Stars: Diego Catano, Hector Herrera, Daniela Valentine, Juan Carlos Lara, Yemil Sefami

Director: Fernando Eimbcke

Leisurely to the point of paralysis and boasting an almost entirely static camera to observe the lack of action, so that when there is a tracking shot you almost bound out of your seat with shock (assuming, that it, you are still awake) Lake Tahoe (the point of the title only emerges pointlessly at the ‘climax’ of the tediously anticlimactic affair) is as arty an ‘art film’ as you could hope to miss.

Why an ‘art film’? Because (a) it is subtitled (art films do not really exist in English to the devoted cineaste), (b) it is beautifully photographed, thus enabling reviewers to write/talk about the luminous/sensuous/eclectic etc, etc, etc cinematography and (c) it is unlikely to be seen by enough people to have viewers accusing reviewers of suffering from the endemic (where art movies are concerned) ‘Emperor’s Clothes’ syndrome.

The plot follows dull Mexican teenager Catano as he spends a long, long day waling the near deserted streets of a small town in Yucatan in search of a spare part for his crashed car, a stalactite-slow odyssey that finds him befriending a guard dog, sleeping with a teenage single mother, being befriended by a Martial Arts obsessed mechanic but, mostly, walking across the screen in front of a static camera from right to left and then, for variety, from left to right. In a nutshell, short vignettes, overlong film.

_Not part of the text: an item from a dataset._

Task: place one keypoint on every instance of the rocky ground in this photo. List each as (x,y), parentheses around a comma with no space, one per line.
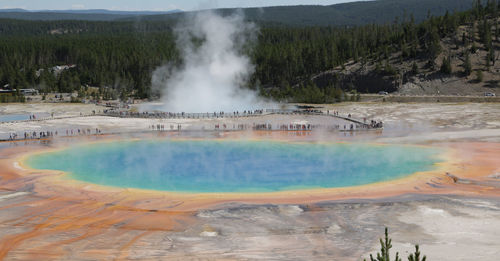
(447,227)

“I will always prefer a well-made piece of bread over a three-level fancy cake with lots of icing and stuffed with fruit and decorations” says director Eimbcke. Sorry to say, I found his loaf stale and indigestible. Given time, his film could replace all conventional anaesthesia.

Alan Frank

Mexico 2009. UK Distributor: Yume Pictures. Colour.
81 minutes. Widescreen. UK certificate: 12A.

Guidance ratings (out of 3): Sex/nudity 1, Violence/Horror 0, Drugs 0, Swearing 0.